SPD: Man darf den Kommunen nicht den schwarzen Peter zuschieben

Die Diskussion um den Flächenverbrauch in Baden-Württemberg spitzt sich zu: Einerseits wird dringend mehr Fläche für die Energiewende, den Wohnungsbau und Gewerbeansiedlungen benötigt, andererseits warnen Umweltschützer vor einer weiteren Bodenversiegelung. Der Landesnaturschutzverband fordert klare gesetzliche Vorgaben. Die SPD warnt davor, den Kommunen wieder den schwarzen Peter zuzuschieben.

Flächenfraß - die einen wollen mehr wirtschaftliche Entwicklungen, die anderen sehen die Umwelt gefährdet.

dpa | Jens Büttner)

Stuttgart. Die einen sind „in großer Sorge“ um wirtschaftliche Entwicklung und Zukunftsfähigkeit des Landes, weil womöglich nicht genügend Flächen für die Energiewende, den Wohnungsbau oder Gewerbeansiedlungen zur Verfügung stehen. Andere warnen vor einem Scheitern des schon 2006 ausgegebenen Ziels, mittelfristig überhaupt keine Böden mehr zuzubetonieren.

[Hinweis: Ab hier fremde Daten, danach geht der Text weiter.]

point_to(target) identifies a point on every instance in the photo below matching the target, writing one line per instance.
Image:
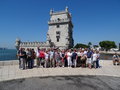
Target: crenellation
(59, 32)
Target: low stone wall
(10, 62)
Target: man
(37, 57)
(116, 59)
(69, 57)
(22, 56)
(89, 58)
(42, 57)
(51, 54)
(74, 58)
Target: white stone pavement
(10, 72)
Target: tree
(89, 44)
(80, 45)
(107, 45)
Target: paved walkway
(13, 72)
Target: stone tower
(61, 29)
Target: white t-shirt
(37, 53)
(69, 55)
(95, 57)
(85, 52)
(46, 56)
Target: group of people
(58, 58)
(116, 59)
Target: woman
(83, 59)
(79, 58)
(69, 55)
(94, 56)
(46, 59)
(63, 57)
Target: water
(8, 54)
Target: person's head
(97, 51)
(28, 49)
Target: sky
(93, 20)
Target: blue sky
(93, 20)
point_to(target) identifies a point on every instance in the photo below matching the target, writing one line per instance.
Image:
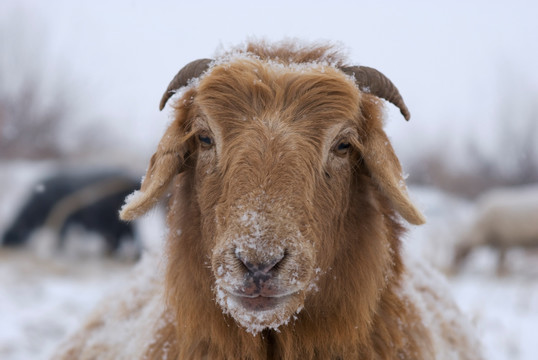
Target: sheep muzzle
(262, 273)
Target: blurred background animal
(85, 199)
(506, 218)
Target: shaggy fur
(282, 161)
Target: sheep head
(273, 151)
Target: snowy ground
(43, 297)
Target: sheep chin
(255, 321)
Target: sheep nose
(260, 269)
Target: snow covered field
(45, 296)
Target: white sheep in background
(506, 218)
(285, 225)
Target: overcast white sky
(454, 62)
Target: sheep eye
(205, 140)
(342, 148)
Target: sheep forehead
(251, 88)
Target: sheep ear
(386, 171)
(165, 164)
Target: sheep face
(270, 173)
(271, 153)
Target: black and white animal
(90, 200)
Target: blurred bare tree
(513, 162)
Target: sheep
(506, 218)
(68, 198)
(284, 224)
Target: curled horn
(190, 71)
(374, 82)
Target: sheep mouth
(259, 302)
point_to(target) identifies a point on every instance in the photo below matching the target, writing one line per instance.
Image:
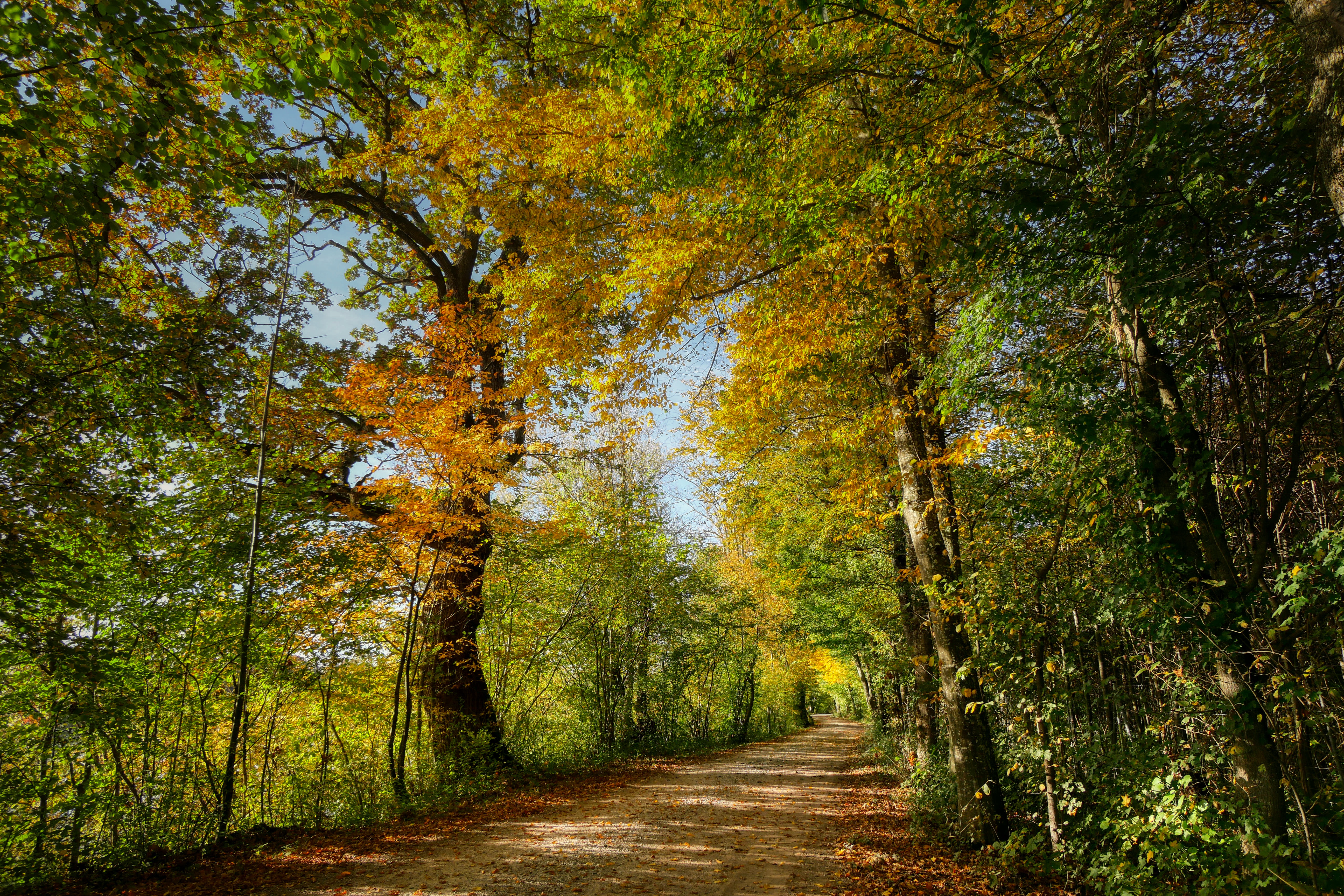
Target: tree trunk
(1166, 443)
(455, 694)
(1320, 27)
(979, 796)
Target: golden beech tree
(509, 240)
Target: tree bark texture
(980, 800)
(1320, 27)
(453, 690)
(1174, 457)
(914, 620)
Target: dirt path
(759, 820)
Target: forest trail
(757, 820)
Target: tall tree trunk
(914, 620)
(455, 694)
(1320, 27)
(1167, 441)
(979, 796)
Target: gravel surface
(757, 820)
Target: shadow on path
(756, 820)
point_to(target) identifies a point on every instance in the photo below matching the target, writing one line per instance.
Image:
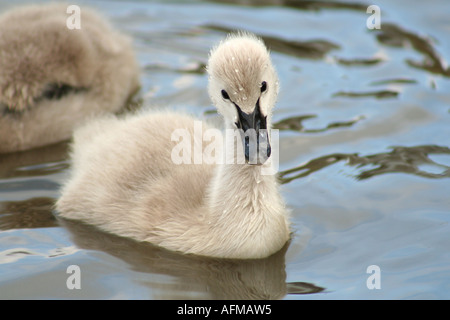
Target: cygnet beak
(255, 136)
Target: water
(365, 160)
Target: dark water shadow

„Wir nehmen die Forderung der Netto-Null gar nicht mehr in den Mund“, sagt Gerhard Bronner , der Vorsitzende des Landesnaturschutzverbandes Baden-Württemberg, aber es brauche klarere gesetzliche Vorgaben als bisher. Denn: Versiegelter Boden sei „unwiederbringlich für die Nahrungsmittelproduktion sowie für Umwelt, Naturschutz und Erholungszwecke verloren“. 20 Organisationen haben sich zusammengetan und mehr als 53.000 Unterschriften für den Volksantrag „Ländle leben lassen“ gesammelt. Der muss im Landtag behandelt werden. Bei der obligatorischen Anhörung am Freitag im Plenarsaal wurde jedoch klar, dass eine Mehrheit für die Begrenzung des täglichen Flächenverbrauchs auf 2,5 Hektar – dies entspricht mehr als drei Fußballfeldern – nicht erreicht wird. CDU-Abgeordnete warnen, vor den Negativfolgen für Wirtschaft und Mittelstand. „Das wäre Gift“, prognostiziert Winfried Mack, der wirtschaftspolitische Sprecher der CDU-Landtagsfraktion.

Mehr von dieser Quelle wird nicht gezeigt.